Business owners navigate Phase 2 of Washington’s reopening plan
SPOKANE, Wash. – The entire state of Washington is now in Phase 2.
Restaurants and bars can now open at 25% capacity. The same goes for worship services and indoor fitness. Concerts can also operate at 25% capacity or with 200 people.
Youth sports are also taking a step forward, now allowing kids to play against other teams.
Sports may be a hobby for some. For others, it’s what keeps them going when times get tough.
“At the time that was my life. A big, big chunk of my life. To take away something like that, it would have been devastating,” said Jered Tikker, Director of the Warehouse Athletic Facility.
While Tikker didn’t experience it first hand, he’s seen many kids at his facility struggle to not do what they love most.
“Hearing the stories about anxiety, depression, those kinds of things is terrifying,” he said.
He’s hopeful he’ll hear less of those stories now that Phase 2 of the state’s reopening plan is officially underway.
Starting Monday, low and moderate-risk sports can compete against other teams.

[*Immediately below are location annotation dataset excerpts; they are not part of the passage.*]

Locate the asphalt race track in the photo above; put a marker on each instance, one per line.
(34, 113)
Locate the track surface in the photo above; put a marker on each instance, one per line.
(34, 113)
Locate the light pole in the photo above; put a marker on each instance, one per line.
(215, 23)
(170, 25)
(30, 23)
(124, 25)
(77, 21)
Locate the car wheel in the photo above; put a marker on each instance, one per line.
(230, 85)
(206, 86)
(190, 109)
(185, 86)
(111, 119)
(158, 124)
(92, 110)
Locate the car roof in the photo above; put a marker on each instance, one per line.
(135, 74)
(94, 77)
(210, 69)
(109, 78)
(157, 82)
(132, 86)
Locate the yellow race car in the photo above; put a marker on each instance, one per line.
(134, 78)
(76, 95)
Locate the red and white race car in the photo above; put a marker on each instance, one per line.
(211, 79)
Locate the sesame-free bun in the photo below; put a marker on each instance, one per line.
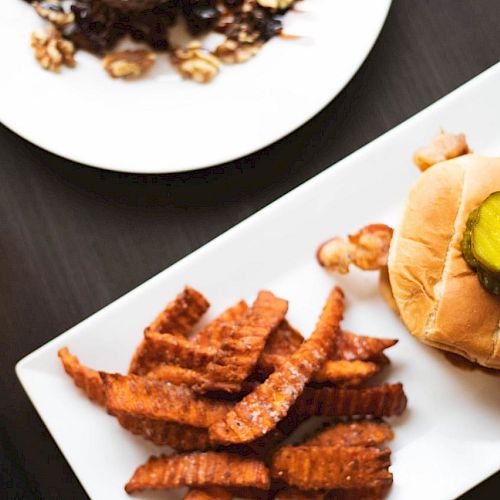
(439, 297)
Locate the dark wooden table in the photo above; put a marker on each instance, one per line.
(74, 239)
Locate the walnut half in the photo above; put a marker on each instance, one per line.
(53, 11)
(52, 50)
(128, 63)
(443, 147)
(232, 52)
(195, 63)
(276, 4)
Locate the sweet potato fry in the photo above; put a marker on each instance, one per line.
(283, 341)
(177, 319)
(177, 436)
(295, 494)
(320, 468)
(346, 372)
(176, 375)
(339, 371)
(199, 470)
(370, 493)
(185, 376)
(350, 346)
(240, 350)
(151, 398)
(181, 314)
(259, 412)
(159, 348)
(357, 433)
(212, 334)
(85, 378)
(208, 494)
(379, 401)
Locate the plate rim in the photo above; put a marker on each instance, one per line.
(22, 366)
(10, 123)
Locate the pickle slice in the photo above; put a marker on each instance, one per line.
(489, 281)
(466, 244)
(485, 234)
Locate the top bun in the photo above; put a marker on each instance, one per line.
(438, 295)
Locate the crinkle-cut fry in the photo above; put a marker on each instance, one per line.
(185, 376)
(199, 470)
(259, 412)
(176, 375)
(177, 436)
(177, 319)
(352, 347)
(379, 401)
(370, 493)
(181, 314)
(151, 398)
(346, 372)
(213, 333)
(328, 467)
(355, 433)
(85, 378)
(159, 348)
(240, 350)
(208, 494)
(295, 494)
(283, 341)
(339, 371)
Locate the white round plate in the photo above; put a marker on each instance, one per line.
(165, 124)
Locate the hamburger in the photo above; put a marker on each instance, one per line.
(443, 299)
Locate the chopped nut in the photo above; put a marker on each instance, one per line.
(53, 11)
(52, 50)
(196, 63)
(128, 63)
(276, 4)
(368, 249)
(232, 52)
(443, 147)
(334, 255)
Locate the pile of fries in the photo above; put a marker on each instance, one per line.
(227, 397)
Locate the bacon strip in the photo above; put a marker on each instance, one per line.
(199, 470)
(357, 433)
(147, 397)
(259, 412)
(85, 378)
(213, 334)
(177, 436)
(379, 401)
(240, 350)
(320, 468)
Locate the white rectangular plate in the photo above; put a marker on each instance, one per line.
(449, 438)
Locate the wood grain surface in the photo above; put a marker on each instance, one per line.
(74, 238)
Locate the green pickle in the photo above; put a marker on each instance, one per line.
(486, 234)
(481, 243)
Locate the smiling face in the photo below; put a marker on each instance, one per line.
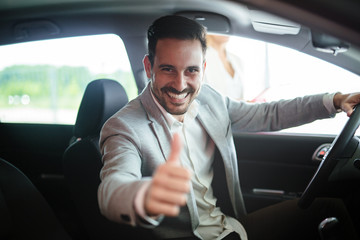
(177, 74)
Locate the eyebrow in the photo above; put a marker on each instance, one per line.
(166, 65)
(171, 66)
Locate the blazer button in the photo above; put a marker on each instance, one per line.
(125, 217)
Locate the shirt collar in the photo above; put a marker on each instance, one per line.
(190, 115)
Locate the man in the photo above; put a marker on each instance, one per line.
(169, 156)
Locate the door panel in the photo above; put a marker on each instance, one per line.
(274, 167)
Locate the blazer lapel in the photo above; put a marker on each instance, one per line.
(157, 122)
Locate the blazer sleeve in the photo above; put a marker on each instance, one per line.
(277, 115)
(120, 176)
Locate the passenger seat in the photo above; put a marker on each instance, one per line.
(24, 212)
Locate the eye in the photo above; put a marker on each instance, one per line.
(193, 69)
(167, 69)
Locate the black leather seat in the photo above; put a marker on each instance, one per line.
(82, 159)
(24, 213)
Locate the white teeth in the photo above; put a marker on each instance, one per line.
(177, 96)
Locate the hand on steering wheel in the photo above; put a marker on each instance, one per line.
(329, 161)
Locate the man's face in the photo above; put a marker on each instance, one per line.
(177, 73)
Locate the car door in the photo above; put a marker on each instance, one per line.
(276, 166)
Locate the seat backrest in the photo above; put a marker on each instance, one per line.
(82, 159)
(24, 213)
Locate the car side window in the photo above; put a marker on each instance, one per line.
(270, 72)
(48, 78)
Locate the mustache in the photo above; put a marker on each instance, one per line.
(173, 90)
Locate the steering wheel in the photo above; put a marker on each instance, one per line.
(329, 161)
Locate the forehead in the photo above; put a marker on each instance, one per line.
(174, 51)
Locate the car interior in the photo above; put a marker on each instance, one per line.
(49, 172)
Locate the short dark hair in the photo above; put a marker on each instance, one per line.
(174, 26)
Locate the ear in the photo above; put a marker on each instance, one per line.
(147, 66)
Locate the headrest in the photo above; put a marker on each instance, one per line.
(102, 99)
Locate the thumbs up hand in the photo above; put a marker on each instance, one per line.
(169, 185)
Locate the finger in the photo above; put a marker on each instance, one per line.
(176, 147)
(179, 183)
(156, 208)
(168, 197)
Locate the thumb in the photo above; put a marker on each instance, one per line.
(176, 147)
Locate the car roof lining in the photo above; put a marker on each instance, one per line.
(95, 18)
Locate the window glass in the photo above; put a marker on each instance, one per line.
(269, 72)
(43, 81)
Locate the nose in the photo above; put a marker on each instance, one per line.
(180, 82)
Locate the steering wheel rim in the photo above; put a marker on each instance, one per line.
(329, 161)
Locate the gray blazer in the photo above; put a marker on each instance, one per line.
(137, 139)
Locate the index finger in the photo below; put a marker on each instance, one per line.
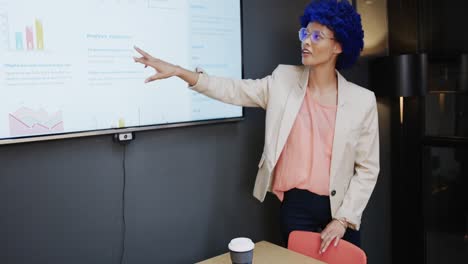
(142, 52)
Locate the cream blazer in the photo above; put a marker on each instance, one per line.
(355, 155)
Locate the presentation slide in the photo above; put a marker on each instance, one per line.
(67, 66)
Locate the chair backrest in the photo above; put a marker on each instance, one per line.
(308, 243)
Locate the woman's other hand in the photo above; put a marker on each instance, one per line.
(332, 233)
(163, 69)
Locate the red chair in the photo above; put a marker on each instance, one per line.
(308, 243)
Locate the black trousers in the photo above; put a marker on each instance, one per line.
(307, 211)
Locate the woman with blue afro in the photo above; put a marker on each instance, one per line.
(321, 152)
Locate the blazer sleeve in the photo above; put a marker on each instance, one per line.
(367, 167)
(247, 92)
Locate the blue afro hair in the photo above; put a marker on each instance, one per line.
(341, 18)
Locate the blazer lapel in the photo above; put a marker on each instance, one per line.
(341, 126)
(291, 109)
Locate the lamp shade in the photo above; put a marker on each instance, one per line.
(400, 76)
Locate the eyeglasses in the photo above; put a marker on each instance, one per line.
(315, 36)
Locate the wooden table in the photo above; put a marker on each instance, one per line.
(268, 253)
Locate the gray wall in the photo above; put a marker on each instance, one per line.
(188, 190)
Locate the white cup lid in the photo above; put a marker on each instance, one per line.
(241, 244)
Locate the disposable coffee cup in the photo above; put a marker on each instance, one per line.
(241, 250)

High-risk sports such as basketball are now able to practice with their teammates.
“They’ve had three months with no ability to do any basketball activities aside from just shooting by themselves in the gym. To get them back in some capacity, in any capacity, is just good,” said Tikker.
The start of Phase 2 is good news for every industry struggling during this pandemic, including restaurants.
“I felt like, oh my gosh! So exciting! I can see my customers,” said Jeannie Choi, Owner of D’Bali Asian Bistro.
D’Bali Asian Bistro officially opened its doors for in-person dining. However, with 25% capacity, they’re only able to seat three tables at a time.
Choi is asking people to make reservations ahead of time so that customers aren’t having to wait outside.
While it isn’t perfect, both business owners say moving forward to Phase 2 is a sign of hope and a step in the right direction.
“I always believe that tomorrow will be better than today. We love the community. A lot of them show love and support and I think we can still make it through,” said Choi.